New Rubber Study: Low Prices Drive Producers Into Poverty
(PRWEB) October 25, 2016 -- Low prices drive natural rubber producers into poverty and serious violations of working rights are common. This is the harsh reality revealed in a new study conducted by Aidenvironment. The comprehensive review of literature reveals numerous cases of inadequate safety standards, inappropriate use of toxic chemicals, discrimination and structurally long working hours and child labor. It points to the need for more responsible sourcing practices by the rubber industry with particular attention to fair trading conditions.
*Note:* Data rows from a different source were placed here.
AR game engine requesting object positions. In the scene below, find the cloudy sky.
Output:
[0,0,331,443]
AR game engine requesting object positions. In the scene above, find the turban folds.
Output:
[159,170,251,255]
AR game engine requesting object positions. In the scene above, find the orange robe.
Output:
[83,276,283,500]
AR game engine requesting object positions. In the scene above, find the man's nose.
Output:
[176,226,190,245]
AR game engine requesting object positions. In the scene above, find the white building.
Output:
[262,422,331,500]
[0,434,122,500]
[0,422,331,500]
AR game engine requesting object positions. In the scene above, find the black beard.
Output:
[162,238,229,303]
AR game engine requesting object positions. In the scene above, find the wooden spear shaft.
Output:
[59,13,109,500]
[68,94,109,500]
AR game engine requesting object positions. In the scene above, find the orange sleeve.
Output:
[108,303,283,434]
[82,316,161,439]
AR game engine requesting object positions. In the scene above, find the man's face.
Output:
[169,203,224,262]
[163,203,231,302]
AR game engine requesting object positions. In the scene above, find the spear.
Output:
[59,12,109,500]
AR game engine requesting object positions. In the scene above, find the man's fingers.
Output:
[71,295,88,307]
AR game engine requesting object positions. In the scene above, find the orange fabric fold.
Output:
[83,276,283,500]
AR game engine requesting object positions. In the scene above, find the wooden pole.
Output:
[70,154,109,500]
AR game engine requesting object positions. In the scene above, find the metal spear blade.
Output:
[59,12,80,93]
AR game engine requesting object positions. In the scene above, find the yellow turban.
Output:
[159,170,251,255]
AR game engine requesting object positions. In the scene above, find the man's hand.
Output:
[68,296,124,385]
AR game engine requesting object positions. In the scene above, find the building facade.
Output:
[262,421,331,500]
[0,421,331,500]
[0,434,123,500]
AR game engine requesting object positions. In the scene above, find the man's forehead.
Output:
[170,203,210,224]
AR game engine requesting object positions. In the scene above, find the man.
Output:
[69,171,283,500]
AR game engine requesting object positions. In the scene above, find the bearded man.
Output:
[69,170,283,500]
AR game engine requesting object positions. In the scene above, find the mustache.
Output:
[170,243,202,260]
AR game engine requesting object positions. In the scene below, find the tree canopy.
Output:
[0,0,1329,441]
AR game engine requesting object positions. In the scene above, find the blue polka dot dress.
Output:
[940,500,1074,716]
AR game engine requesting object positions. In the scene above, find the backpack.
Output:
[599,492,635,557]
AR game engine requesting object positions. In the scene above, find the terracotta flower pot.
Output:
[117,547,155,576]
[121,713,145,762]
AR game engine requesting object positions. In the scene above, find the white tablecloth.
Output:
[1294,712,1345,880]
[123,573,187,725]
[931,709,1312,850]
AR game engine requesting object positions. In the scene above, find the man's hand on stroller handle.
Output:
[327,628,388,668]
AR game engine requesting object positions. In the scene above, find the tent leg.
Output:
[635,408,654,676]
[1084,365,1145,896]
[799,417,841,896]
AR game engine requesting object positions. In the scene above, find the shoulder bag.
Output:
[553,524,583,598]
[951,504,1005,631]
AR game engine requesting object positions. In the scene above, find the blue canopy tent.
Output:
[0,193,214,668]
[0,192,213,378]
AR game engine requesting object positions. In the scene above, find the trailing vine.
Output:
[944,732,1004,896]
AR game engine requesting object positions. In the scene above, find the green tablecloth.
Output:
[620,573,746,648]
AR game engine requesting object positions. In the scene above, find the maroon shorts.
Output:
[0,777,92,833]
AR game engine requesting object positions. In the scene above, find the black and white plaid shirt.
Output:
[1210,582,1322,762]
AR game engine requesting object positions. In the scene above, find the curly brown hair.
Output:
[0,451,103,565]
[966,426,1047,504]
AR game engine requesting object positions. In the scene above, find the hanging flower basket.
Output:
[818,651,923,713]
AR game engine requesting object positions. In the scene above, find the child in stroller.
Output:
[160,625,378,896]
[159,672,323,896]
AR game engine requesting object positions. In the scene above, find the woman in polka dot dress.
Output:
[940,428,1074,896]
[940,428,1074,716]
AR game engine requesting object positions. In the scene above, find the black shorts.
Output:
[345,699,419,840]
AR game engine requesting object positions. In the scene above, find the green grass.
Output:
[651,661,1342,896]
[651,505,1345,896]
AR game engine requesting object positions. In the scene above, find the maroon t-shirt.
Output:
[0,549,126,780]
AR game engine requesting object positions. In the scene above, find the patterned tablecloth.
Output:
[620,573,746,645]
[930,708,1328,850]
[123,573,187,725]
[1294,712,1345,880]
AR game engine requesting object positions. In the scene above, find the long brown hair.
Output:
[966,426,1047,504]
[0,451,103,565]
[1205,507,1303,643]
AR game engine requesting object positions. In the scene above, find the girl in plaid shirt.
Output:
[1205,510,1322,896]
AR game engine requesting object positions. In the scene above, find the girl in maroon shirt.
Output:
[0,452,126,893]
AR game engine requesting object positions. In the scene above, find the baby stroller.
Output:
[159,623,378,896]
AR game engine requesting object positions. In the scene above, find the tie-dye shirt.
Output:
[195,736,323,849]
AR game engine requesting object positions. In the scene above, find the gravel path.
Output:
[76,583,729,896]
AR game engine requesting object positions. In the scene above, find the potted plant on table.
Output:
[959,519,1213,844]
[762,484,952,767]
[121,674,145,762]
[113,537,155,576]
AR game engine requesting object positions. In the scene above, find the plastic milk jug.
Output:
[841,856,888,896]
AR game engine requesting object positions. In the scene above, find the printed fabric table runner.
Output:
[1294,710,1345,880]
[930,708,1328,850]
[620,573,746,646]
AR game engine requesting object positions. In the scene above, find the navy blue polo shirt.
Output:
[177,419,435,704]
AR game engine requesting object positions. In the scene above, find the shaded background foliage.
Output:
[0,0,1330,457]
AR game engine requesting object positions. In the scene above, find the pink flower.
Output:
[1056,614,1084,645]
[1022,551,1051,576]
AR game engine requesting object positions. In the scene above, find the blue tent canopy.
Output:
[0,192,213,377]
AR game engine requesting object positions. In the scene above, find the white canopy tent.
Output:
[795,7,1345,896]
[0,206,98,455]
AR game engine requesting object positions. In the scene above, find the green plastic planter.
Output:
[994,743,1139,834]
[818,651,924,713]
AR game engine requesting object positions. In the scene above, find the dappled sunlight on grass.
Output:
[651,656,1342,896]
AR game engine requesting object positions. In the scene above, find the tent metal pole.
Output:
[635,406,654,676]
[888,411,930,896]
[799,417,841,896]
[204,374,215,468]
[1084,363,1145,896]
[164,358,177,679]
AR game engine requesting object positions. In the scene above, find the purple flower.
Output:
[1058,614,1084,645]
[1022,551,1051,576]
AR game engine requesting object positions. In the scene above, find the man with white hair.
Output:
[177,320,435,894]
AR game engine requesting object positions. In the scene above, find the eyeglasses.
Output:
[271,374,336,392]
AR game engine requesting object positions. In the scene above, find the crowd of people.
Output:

The world market prices for natural rubber fluctuate strongly. In recent years, they have fallen drastically. At current prices, many small-scale rubber producers and plantations cannot even cover their costs of production. This pushes smallholders into poverty and makes it difficult for producers to provide good working conditions for workers. Some plantations cut down rubber trees and shift to more profitable crops such as palm oil. This is bad news for the environment: As rubber trees sequester more carbon than most other tree crops, this shift reduces climate change mitigation. To combat negative sustainability impacts and capture potential opportunities, the report stresses how important it is to improve trading conditions, including the payment of a fair price for natural rubber.
The report makes it clear that the Fair Rubber Association’s combination of fairly trading conditions combined with high ecological standards can go a long way to providing a solution to many of the sustainability issues in the rubber industry. To start with, suppliers working with Fair Rubber are Forest Stewardship Council (FSC) certified and therefore have to ensure the respect of sound social and environmental practices as well as traceability. Secondly, supplier partners in South Asia receive a Fair Trade premium. This premium is used for projects to improve living and working conditions, including the construction of a training center, support for higher education, drinking water supply systems, and the first supplementary pension scheme for rubber tappers in the industry. Whatever the project: The primary rubber producers decided themselves – and continue to do so how the premium is to be spent.
"I have met dozens of small farmers, who have stopped tapping rubber, because it does not pay anymore," reports Martin Kunz, executive secretary of the Fair Rubber Association after a recent trip to Sri Lanka. "Of the plantations I visited, only those, which add some value by turning the latex into semi-processed raw materials, can survive. The current low prices for natural rubber are a disaster for the latex producers."
Natural rubber is used in many products, such as tires (the automotive industry accounts for 75% of the global consumption), gloves, shoe soles, balloons and condoms. The international demand for natural rubber has driven a steady expansion of industrial and smallholder plantations in the past decade. Today, Asia represents more than 90% of the total area under rubber cultivation and 80% of world production. The largest consumers of rubber are China, EU, USA, India and Japan.